Il y a plus d’un an, M. Le président Macron nous promettait, la main sur le cœur « Aucune Française, aucun Français ne sera laissé sans ressource ».

Aujourd’hui, alors que plus d’un million de personnes supplémentaire a basculé dans la pauvreté, que fait le gouvernement ? Une réforme de l’assurance-chômage qui baisse drastiquement les allocations de plus d’un million de personnes et allonge les seuils d’ouverture de droits. Censurée par le Conseil d’État, dénoncée par tous les syndicats, cette réforme applicable au 1er Juillet aura des effets catastrophiques déjà démontrés par l’UNEDIC.

Le gouvernement l’écrit noir sur blanc à l’Union Européenne : pour « relancer la France », l’ensemble des travailleurs, y compris les plus précaires, doit payer la crise. Encore et toujours, par le sacrifice de notre modèle social. Et ce alors que la fortune des milliardaires français a augmenté de 55% en un an de crise sanitaire (130 milliards d’euros) et que 51 milliards de dividendes ont été versés aux actionnaires du CAC40.

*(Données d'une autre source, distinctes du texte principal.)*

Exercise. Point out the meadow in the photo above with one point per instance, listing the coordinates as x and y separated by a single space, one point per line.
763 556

Le 22 mai, sortons pour obtenir avant l’été le retrait de la réforme de l’assurance-chômage et la prolongation des droits jusqu’à un an après la reprise pour tous.tes les travailleurs.euses en emploi discontinu.

Le 22 mai, sortons pour exiger un véritable plan de reprise et de soutien à l’emploi pour tous.tes les travailleurs.euses durement touché.e.s par la crise, notamment les intermittent.e.s du spectacle et de l’emploi (guides conférenciers, extras de l’hôtellerie-restauration, métiers du tourisme et de l’évènementiel …)

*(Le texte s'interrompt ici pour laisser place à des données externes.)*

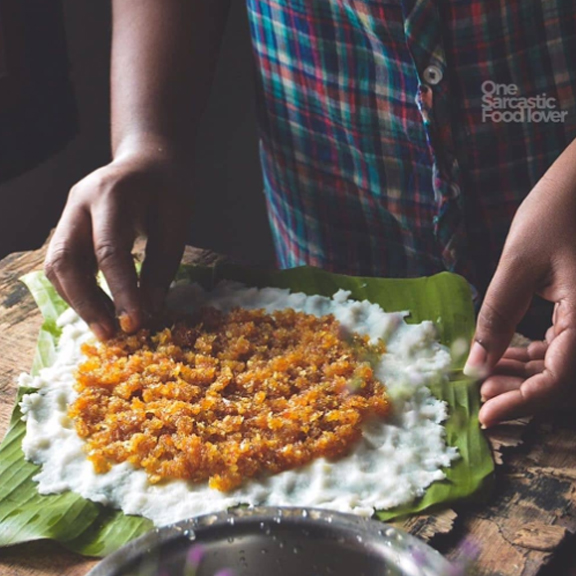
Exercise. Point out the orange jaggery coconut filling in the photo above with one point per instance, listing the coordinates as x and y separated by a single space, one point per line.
226 396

Le 22 mai, manifestons pour les droits des jeunes à étudier et passer leurs diplômes dans de bonnes conditions et pour leur droit au travail.

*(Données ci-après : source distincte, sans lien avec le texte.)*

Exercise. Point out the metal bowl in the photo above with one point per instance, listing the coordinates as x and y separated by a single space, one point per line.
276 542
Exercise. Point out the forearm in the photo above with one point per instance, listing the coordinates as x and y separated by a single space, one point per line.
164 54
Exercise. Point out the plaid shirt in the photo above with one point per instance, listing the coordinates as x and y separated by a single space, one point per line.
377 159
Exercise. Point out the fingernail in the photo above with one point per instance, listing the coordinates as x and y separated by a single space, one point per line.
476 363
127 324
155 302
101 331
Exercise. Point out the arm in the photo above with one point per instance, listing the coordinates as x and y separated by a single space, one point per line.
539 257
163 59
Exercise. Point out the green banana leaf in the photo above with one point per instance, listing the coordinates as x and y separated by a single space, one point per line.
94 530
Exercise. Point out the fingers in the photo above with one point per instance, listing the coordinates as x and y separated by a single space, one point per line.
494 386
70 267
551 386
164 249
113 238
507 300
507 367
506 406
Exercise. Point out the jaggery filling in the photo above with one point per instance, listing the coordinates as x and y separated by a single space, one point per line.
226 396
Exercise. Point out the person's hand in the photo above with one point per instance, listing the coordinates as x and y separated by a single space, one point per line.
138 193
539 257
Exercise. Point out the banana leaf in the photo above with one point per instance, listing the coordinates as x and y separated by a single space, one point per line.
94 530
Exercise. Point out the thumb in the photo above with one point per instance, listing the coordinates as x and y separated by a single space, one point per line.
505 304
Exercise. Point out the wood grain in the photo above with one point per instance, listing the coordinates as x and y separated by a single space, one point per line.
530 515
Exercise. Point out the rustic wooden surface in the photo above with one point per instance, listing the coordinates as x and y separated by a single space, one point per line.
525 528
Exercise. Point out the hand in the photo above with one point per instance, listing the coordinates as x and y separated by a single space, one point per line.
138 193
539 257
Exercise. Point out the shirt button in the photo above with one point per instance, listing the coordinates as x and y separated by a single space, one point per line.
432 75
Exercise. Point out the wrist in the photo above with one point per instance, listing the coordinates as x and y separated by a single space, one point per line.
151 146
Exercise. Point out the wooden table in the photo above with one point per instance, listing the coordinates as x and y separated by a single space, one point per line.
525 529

Le 22 mai, sortons pour défendre nos conquêtes sociales et obtenir de nouveaux droits : des droits attachés à la personne et non à l’emploi, tout au long de la vie.

Le 22 mai, nous revendiquons une sécurité sociale accessible à toutes et tous, avec ou sans papiers, qui protège contre tous les accidents de la vie, telle que l’a pensé son artisan le ministre ouvrier Ambroise Croizat il y a 75 ans.

Le 22 mai, nous manifestons pour les services publics et la protection sociale, pour le bien commun face au capital.